We know why Yankees fans decided not to show up -- like, at all -- for the team's home finale on Monday afternoon.
For one thing, the home finale was supposed to be Sunday; the rain knocked Saturday's Diamondbacks-Yankees game into the mist, then bumped everything a day, resulting in a Monday afternoon contest no one anticipated.
For another, the timing could not have been worse. The team was officially eliminated from the postseason on Sunday evening following their loss in Game 2 of this series, rendering Monday's makeup game meaningless for all Yankee fans who weren't concerned with the machinations of the NL Wild Card race. Add in the weather (yup, still raining!), and Monday's game was as missable as missable gets.
We know why nobody -- absolutely nobody -- showed up to send the Yankees into the offseason on "Fan Appreciation Day," and we don't blame a single soul for skipping this one. But it's hard to marry all the elements -- lost team, finished season, wet weather -- and call this awful visual anything other than rock bottom.
Yankees final home game of 2023 crowd is six, maybe seven people
As we learned in 2023, though, things could always get lower. Aaron Judge rammed his toe into a concrete slab and missed two months. The Yankees played "the kids" and got worse. Anthony Rizzo started off like an All-Star, nearly got decapitated, and finds his MLB future in doubt entering 2024. Carlos Rodón barely pitched, and is still going to finish the year with more starts than Nestor Cortes Jr. (13 to 12). Cortes talked smack about the Red Sox, who proceeded to sprint out to an 8-1 start against the Yankees this year.
This was horrendous, top to bottom. Mass changes are necessary. But, again, those "mass changes" could result in new and chaotic ways to lose repeatedly. It's hard to be optimistic when your home slate ends with eight rain-soaked fans watching a $290 million roster and a lineup full of .190 hitters playing out the string.

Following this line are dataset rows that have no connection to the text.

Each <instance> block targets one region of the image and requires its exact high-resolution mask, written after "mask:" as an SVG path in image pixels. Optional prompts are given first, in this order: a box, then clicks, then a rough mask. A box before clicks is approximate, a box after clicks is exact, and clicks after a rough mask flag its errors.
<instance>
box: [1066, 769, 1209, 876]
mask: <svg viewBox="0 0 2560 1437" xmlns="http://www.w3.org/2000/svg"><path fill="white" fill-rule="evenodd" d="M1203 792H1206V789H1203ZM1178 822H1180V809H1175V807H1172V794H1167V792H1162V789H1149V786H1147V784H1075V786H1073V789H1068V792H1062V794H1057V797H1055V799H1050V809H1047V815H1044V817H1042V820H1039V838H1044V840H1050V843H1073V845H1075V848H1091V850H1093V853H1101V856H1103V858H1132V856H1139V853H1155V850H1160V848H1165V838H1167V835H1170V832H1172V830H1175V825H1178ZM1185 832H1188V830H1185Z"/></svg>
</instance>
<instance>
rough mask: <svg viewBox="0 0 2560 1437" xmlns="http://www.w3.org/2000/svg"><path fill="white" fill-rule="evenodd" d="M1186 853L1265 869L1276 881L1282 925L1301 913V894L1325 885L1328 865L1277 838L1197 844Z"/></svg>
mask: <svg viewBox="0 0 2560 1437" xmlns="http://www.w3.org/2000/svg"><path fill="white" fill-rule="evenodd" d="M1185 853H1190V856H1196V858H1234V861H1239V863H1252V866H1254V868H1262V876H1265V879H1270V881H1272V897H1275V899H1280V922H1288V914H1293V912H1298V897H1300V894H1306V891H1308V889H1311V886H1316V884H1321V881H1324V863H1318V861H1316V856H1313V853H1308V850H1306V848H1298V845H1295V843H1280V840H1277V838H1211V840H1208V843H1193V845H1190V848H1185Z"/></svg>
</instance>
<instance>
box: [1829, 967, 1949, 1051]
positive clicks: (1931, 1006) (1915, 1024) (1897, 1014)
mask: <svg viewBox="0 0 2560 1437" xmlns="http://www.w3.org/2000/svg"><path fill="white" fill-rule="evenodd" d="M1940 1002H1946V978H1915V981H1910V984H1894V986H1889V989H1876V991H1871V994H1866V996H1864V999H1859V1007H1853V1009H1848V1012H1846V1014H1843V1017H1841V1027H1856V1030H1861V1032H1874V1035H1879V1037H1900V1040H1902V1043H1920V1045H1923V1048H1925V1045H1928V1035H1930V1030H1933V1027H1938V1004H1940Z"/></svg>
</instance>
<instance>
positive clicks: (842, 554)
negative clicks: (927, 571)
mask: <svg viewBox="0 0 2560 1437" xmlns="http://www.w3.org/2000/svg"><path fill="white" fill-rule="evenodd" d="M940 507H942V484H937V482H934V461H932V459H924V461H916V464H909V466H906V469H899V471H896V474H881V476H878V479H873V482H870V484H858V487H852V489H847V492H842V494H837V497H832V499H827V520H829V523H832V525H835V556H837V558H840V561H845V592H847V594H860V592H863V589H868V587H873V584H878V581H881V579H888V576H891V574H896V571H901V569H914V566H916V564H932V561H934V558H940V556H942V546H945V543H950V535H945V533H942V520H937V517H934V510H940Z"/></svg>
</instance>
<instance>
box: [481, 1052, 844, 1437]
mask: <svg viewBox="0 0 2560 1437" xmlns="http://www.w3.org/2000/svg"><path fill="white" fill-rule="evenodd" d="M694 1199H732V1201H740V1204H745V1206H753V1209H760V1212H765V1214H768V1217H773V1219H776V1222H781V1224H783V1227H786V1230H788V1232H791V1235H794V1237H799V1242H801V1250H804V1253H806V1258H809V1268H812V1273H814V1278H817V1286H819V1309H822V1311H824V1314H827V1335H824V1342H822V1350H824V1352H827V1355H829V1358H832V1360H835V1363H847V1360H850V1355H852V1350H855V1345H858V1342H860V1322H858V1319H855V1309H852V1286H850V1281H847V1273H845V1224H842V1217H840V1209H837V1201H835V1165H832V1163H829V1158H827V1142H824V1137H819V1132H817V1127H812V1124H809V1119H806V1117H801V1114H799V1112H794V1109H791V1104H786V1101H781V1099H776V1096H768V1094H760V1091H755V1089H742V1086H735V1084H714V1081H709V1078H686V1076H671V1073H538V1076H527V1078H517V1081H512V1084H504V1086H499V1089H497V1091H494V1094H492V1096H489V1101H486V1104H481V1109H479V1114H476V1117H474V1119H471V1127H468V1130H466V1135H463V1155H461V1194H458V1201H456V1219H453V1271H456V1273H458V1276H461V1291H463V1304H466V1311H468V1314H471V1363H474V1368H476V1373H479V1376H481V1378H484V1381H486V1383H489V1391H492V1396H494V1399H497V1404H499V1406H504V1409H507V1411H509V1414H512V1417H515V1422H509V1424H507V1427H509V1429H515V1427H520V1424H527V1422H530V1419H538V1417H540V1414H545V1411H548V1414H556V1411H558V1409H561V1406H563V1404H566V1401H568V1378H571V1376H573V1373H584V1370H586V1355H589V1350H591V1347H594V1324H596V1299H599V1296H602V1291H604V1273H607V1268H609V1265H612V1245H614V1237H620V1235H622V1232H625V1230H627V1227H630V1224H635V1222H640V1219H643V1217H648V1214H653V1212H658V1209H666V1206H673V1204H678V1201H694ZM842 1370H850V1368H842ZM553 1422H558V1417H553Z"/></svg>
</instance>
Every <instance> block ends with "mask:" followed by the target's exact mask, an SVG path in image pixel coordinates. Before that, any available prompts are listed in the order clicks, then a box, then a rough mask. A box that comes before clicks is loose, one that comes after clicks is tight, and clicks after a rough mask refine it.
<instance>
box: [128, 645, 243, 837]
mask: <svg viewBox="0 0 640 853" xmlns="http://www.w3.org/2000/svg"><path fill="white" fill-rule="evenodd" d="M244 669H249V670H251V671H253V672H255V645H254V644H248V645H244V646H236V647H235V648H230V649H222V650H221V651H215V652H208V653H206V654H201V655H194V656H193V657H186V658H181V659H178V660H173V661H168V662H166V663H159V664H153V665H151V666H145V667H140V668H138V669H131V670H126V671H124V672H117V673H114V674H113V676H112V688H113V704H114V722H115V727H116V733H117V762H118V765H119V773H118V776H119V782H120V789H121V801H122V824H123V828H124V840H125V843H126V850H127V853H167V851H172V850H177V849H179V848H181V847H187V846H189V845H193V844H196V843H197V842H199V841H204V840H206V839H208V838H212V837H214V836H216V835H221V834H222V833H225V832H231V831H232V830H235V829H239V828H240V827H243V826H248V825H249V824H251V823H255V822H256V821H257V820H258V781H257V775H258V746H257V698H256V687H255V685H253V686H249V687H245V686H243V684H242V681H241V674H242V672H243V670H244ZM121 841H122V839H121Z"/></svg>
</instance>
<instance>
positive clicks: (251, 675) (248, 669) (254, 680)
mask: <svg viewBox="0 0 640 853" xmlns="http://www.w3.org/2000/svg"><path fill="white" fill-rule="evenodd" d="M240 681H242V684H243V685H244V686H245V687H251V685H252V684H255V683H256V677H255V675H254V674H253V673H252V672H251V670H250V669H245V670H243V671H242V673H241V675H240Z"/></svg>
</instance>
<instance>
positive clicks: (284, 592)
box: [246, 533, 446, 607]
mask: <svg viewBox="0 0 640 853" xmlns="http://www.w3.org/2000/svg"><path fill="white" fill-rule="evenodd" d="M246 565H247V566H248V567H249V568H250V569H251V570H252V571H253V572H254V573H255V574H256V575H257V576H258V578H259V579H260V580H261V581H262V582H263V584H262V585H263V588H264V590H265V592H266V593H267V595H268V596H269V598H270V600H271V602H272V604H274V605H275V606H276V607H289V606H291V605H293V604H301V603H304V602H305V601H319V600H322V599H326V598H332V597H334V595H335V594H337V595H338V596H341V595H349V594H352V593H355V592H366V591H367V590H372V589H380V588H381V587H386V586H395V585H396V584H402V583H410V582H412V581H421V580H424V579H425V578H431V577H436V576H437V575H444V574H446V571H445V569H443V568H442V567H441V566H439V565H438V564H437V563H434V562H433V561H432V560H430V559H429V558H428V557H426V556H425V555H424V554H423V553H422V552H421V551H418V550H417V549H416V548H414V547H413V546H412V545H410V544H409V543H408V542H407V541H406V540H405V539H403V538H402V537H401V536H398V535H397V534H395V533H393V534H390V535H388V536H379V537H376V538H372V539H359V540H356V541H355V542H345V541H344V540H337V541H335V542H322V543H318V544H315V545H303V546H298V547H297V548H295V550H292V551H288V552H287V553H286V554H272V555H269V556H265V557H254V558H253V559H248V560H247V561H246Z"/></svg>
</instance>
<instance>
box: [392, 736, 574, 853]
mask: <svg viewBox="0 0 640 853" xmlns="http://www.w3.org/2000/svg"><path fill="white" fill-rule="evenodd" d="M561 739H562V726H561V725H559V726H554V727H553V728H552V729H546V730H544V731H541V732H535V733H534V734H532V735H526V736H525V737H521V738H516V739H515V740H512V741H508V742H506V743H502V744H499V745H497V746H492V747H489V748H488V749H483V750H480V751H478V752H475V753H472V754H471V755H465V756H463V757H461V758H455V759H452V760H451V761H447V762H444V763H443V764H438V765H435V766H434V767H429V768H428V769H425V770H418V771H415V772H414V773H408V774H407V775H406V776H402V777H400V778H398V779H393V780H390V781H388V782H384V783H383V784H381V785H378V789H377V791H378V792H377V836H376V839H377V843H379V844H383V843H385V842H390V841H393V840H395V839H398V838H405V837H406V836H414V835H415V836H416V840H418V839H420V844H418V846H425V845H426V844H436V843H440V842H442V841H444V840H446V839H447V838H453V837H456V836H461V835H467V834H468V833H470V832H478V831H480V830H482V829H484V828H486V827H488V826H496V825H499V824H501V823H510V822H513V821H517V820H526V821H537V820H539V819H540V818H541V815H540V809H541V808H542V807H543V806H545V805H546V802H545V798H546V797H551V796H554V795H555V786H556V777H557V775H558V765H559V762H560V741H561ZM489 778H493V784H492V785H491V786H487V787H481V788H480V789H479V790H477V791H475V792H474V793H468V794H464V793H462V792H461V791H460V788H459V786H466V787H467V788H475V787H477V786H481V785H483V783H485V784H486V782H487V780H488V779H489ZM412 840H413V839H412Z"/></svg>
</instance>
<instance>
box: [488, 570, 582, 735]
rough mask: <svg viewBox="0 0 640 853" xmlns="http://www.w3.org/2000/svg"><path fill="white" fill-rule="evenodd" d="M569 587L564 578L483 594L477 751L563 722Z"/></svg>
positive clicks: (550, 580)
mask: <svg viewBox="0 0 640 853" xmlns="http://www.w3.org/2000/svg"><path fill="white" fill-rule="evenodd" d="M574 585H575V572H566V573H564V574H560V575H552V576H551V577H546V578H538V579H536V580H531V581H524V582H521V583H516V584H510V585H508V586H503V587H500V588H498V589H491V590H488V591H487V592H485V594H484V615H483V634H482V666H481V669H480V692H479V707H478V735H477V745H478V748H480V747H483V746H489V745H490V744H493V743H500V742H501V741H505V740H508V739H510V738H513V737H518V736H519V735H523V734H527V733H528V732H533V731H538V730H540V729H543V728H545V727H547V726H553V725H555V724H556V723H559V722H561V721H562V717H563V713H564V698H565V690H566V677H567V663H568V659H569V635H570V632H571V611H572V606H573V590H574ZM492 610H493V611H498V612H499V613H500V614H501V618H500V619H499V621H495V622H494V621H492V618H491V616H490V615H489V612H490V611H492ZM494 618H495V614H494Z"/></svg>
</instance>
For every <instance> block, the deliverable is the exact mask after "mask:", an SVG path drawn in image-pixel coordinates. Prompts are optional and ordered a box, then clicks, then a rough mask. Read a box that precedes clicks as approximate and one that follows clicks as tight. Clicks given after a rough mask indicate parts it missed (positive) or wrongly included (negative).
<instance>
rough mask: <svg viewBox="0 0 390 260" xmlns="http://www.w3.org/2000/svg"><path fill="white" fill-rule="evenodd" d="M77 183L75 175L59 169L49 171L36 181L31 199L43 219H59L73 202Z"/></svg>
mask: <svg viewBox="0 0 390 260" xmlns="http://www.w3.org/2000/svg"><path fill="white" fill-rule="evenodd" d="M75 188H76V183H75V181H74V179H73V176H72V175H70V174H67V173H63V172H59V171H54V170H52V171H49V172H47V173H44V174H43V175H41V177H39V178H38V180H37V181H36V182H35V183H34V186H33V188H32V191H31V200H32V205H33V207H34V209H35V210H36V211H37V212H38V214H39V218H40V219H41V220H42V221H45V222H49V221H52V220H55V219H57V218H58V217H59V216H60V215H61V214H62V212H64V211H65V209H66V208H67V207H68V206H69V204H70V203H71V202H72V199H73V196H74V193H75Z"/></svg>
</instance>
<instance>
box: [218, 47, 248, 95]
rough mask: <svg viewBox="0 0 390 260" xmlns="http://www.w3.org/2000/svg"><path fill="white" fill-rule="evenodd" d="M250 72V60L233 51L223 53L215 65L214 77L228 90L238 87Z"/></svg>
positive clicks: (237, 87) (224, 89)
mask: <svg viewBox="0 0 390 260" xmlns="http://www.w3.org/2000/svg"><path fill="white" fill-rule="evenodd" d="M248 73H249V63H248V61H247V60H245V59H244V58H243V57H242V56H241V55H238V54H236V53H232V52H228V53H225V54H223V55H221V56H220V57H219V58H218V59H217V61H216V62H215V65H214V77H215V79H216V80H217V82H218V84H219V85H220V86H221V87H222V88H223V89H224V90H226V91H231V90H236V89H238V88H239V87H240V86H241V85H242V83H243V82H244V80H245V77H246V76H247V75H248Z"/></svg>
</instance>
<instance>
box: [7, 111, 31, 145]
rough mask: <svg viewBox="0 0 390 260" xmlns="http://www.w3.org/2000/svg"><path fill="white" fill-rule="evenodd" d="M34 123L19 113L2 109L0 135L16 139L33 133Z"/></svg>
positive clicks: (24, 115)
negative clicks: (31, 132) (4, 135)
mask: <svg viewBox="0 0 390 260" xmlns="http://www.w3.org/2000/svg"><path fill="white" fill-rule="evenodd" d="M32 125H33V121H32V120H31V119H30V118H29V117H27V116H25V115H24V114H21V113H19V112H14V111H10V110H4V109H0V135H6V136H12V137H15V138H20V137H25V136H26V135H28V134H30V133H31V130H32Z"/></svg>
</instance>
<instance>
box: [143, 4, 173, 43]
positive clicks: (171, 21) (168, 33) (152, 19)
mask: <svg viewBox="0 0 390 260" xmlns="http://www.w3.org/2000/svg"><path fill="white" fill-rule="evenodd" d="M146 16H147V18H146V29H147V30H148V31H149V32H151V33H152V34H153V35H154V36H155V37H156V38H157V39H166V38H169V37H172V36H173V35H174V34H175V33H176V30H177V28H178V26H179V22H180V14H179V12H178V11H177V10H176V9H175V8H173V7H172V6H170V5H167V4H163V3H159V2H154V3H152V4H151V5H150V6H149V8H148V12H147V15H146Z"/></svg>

The 2023 Yankees don't deserve a heartfelt eulogy or rampant fan support. They, instead, require however many kicks in the ass are necessary so that the reverberations might reach the front office and convince them the on-field product remains unacceptable. But it's hard not to be exceedingly jealous, after such a joyless year, of all the MLB cities out there who love their teams, and whose teams love them back.